The improvement in farmer’s sentiment was reflected in a noticeably more bullish perspective on farmland values. In December, producers were more optimistic that farmland values will rise over both the short-term (12 months) and longer-term (5 years) than in November and even more so when compared to farmland value expectations from earlier in the year. The percentage of farmers expecting farmland values to rise over the next year increased to 35, up from 26% a month earlier. Producers were even more optimistic regarding their longer-run perspective on farmland values with a life of survey high 65% of farmers saying they expect farmland values to rise over the next 5 years, which was 11 points higher than in November.

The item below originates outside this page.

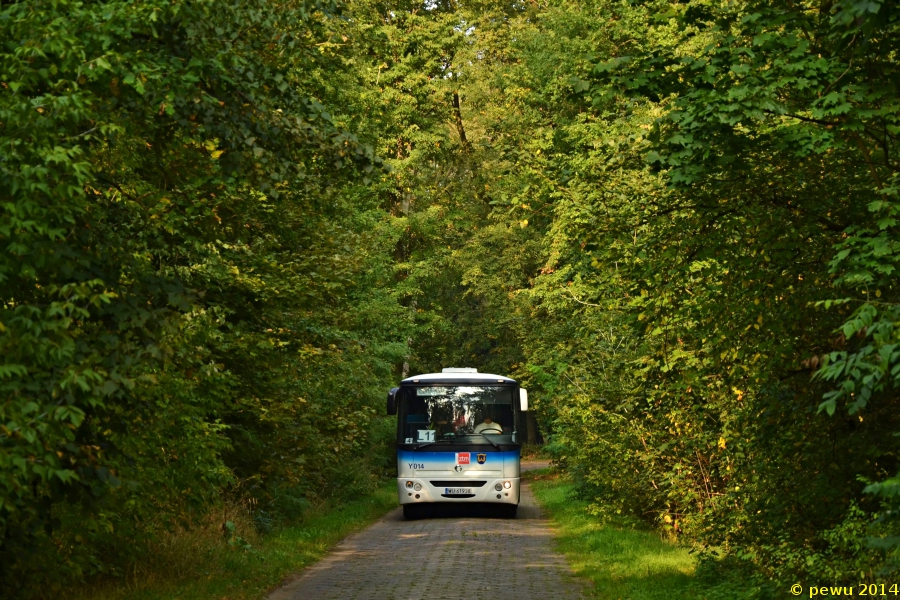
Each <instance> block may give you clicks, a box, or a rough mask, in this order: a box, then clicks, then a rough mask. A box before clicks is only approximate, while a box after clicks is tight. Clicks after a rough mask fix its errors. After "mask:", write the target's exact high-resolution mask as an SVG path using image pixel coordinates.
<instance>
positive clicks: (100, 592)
mask: <svg viewBox="0 0 900 600" xmlns="http://www.w3.org/2000/svg"><path fill="white" fill-rule="evenodd" d="M396 506H397V487H396V484H395V483H394V482H393V481H386V482H384V483H383V484H382V485H380V486H379V487H378V488H377V489H376V490H375V491H374V492H373V493H372V494H371V495H369V496H366V497H364V498H359V499H357V500H353V501H349V502H344V503H341V504H325V505H321V506H317V507H314V508H311V509H310V510H309V511H308V512H307V514H306V515H305V516H304V518H303V519H302V521H301V522H300V523H297V524H296V525H293V526H290V527H285V528H284V529H281V530H279V531H277V532H273V533H271V534H269V535H266V536H261V535H258V534H256V533H255V529H254V527H253V524H252V522H251V521H250V519H249V517H244V518H241V517H239V516H236V517H233V518H231V520H232V521H233V522H234V523H235V525H236V530H235V537H234V538H233V543H232V544H228V543H227V541H226V539H225V536H224V535H223V532H222V529H221V527H222V520H221V519H211V520H210V523H209V524H208V525H207V526H204V527H198V528H195V529H192V530H190V531H180V532H174V533H172V534H167V535H166V536H163V537H161V539H160V540H159V541H158V542H157V543H156V544H155V545H154V549H153V550H154V551H153V552H152V553H151V554H152V555H151V556H148V557H147V559H146V561H144V562H143V564H140V565H135V567H134V569H133V571H134V573H129V576H128V577H127V578H126V580H125V581H124V582H123V581H105V582H96V583H94V584H92V585H90V584H89V585H85V586H83V587H80V588H78V589H75V590H71V591H70V592H69V593H67V594H66V597H68V598H72V599H73V600H75V599H77V600H120V599H126V598H127V599H128V600H176V599H177V600H213V599H215V600H253V599H259V598H265V596H266V595H267V593H268V592H270V591H271V590H272V589H273V588H274V587H276V586H277V585H278V584H279V583H281V582H282V581H284V580H285V578H288V577H289V576H290V575H292V574H293V573H295V572H297V571H299V570H300V569H302V568H303V567H305V566H307V565H309V564H311V563H313V562H315V561H317V560H318V559H320V558H321V557H322V556H324V555H325V554H326V553H327V552H328V551H329V550H330V549H331V548H332V547H333V546H334V545H335V544H336V543H337V542H339V541H340V540H341V539H343V538H344V537H346V536H347V535H349V534H351V533H353V532H355V531H358V530H360V529H363V528H365V527H366V526H367V525H369V524H371V523H372V522H373V521H375V520H377V519H378V518H379V517H381V516H382V515H384V514H385V513H387V512H388V511H390V510H391V509H393V508H396ZM238 538H240V539H238ZM234 542H237V543H234ZM242 546H243V547H242Z"/></svg>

The December survey also included a question regarding producers’ expectations for farmland cash rental rates in 2021 compared to 2020. In December, 18% of respondents said they expected cash rental rates to rise in 2021, which was double the percentage who felt that way in August and September, but was 20 points lower than in October, the last time this question was posed. The sentiment shift from October to December was primarily the result of a shift towards expecting rates to remain about the same as in 2020. Examining responses from August through December, it’s clear that downward pressure on cash rental rates has largely evaporated. In August, 17% of respondents said they expected cash rental rates to decline, whereas in December, just 5 percent of farmers in our survey said they expected to see lower rental rates in the upcoming year.
U.S. exports to China have increased substantially in recent months, especially for corn and soybeans. In turn, the rise in exports has been key to the improvement in crop prices. Despite that, producers have become less optimistic that the trade dispute with China will be resolved in a way that’s beneficial to U.S. agriculture. For example, in the first quarter of 2020 an average of 76% of respondents thought the trade dispute’s ultimate resolution would favor U.S. agriculture. In the spring quarter, that average declined to 62% and in December it fell further, to just 47%.

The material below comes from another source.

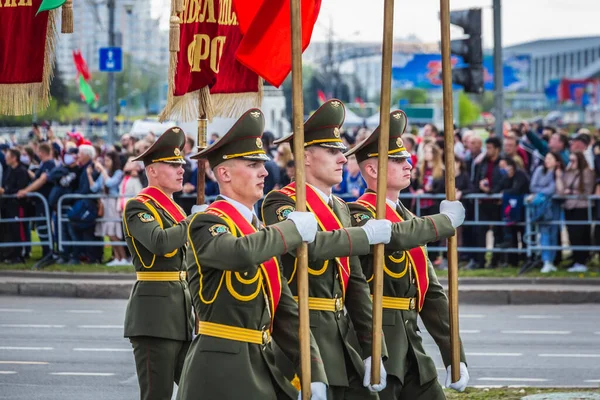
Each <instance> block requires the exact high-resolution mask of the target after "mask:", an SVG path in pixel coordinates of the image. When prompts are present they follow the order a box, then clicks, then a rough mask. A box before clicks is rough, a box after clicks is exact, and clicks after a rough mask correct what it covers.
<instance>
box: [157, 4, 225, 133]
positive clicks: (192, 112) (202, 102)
mask: <svg viewBox="0 0 600 400" xmlns="http://www.w3.org/2000/svg"><path fill="white" fill-rule="evenodd" d="M179 3H181V4H179ZM178 7H181V10H182V11H183V0H173V1H172V3H171V18H170V20H169V52H170V57H169V87H168V90H169V93H168V94H167V104H166V105H165V108H164V109H163V110H162V111H161V113H160V114H159V115H158V119H159V121H161V122H162V121H166V120H168V119H174V120H178V121H194V120H196V119H197V118H198V117H199V116H201V115H204V116H205V117H206V118H207V119H208V120H211V119H212V117H213V115H214V111H213V106H212V102H211V98H210V90H209V88H208V87H203V88H202V89H200V90H197V91H194V92H190V93H186V94H185V95H184V96H177V97H175V96H173V93H174V91H175V72H176V71H177V55H178V53H179V41H180V36H181V35H180V27H179V25H180V23H181V21H180V19H179V17H178V16H177V15H176V13H177V12H178V11H177V8H178ZM198 112H200V114H198Z"/></svg>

Producers also became somewhat less optimistic about U.S. agriculture’s trade prospects as year-end approached. In the three-month period from August through October, an average of 63% of farmers in our survey said they expected U.S. ag exports to increase over the next 5 years. However, ag trade expectations were less optimistic in November and December with an average of just 52% of respondents expecting to see growth in U.S. ag exports over the upcoming 5 years.

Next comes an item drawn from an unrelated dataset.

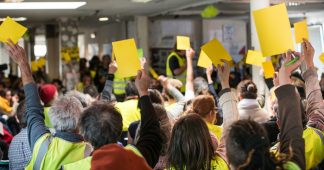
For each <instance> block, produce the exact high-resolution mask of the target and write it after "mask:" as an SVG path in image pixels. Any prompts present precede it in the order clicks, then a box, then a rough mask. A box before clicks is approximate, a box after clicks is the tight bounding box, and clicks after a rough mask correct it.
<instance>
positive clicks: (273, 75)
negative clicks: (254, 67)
mask: <svg viewBox="0 0 324 170" xmlns="http://www.w3.org/2000/svg"><path fill="white" fill-rule="evenodd" d="M262 66H263V71H264V77H265V78H266V79H268V78H272V77H273V76H274V73H275V70H274V68H273V64H272V62H271V61H266V62H263V63H262Z"/></svg>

On the December survey, farmers continued to express concerns following the November election about several key policy issues affecting agriculture. Over 80% of farmers in the December survey said they expect environmental regulations to become more restrictive, compared to 41% who felt that way in October. Over 70% of producers expect to see higher income and estate taxes compared to 35-40%, respectively, who felt that way in October. One-third of farmers said they expect the farm income safety net to weaken compared to 18% who felt that way in October and just over one-fourth of producers said they expect government support for the ethanol industry to weaken compared to 17% who felt that way in October.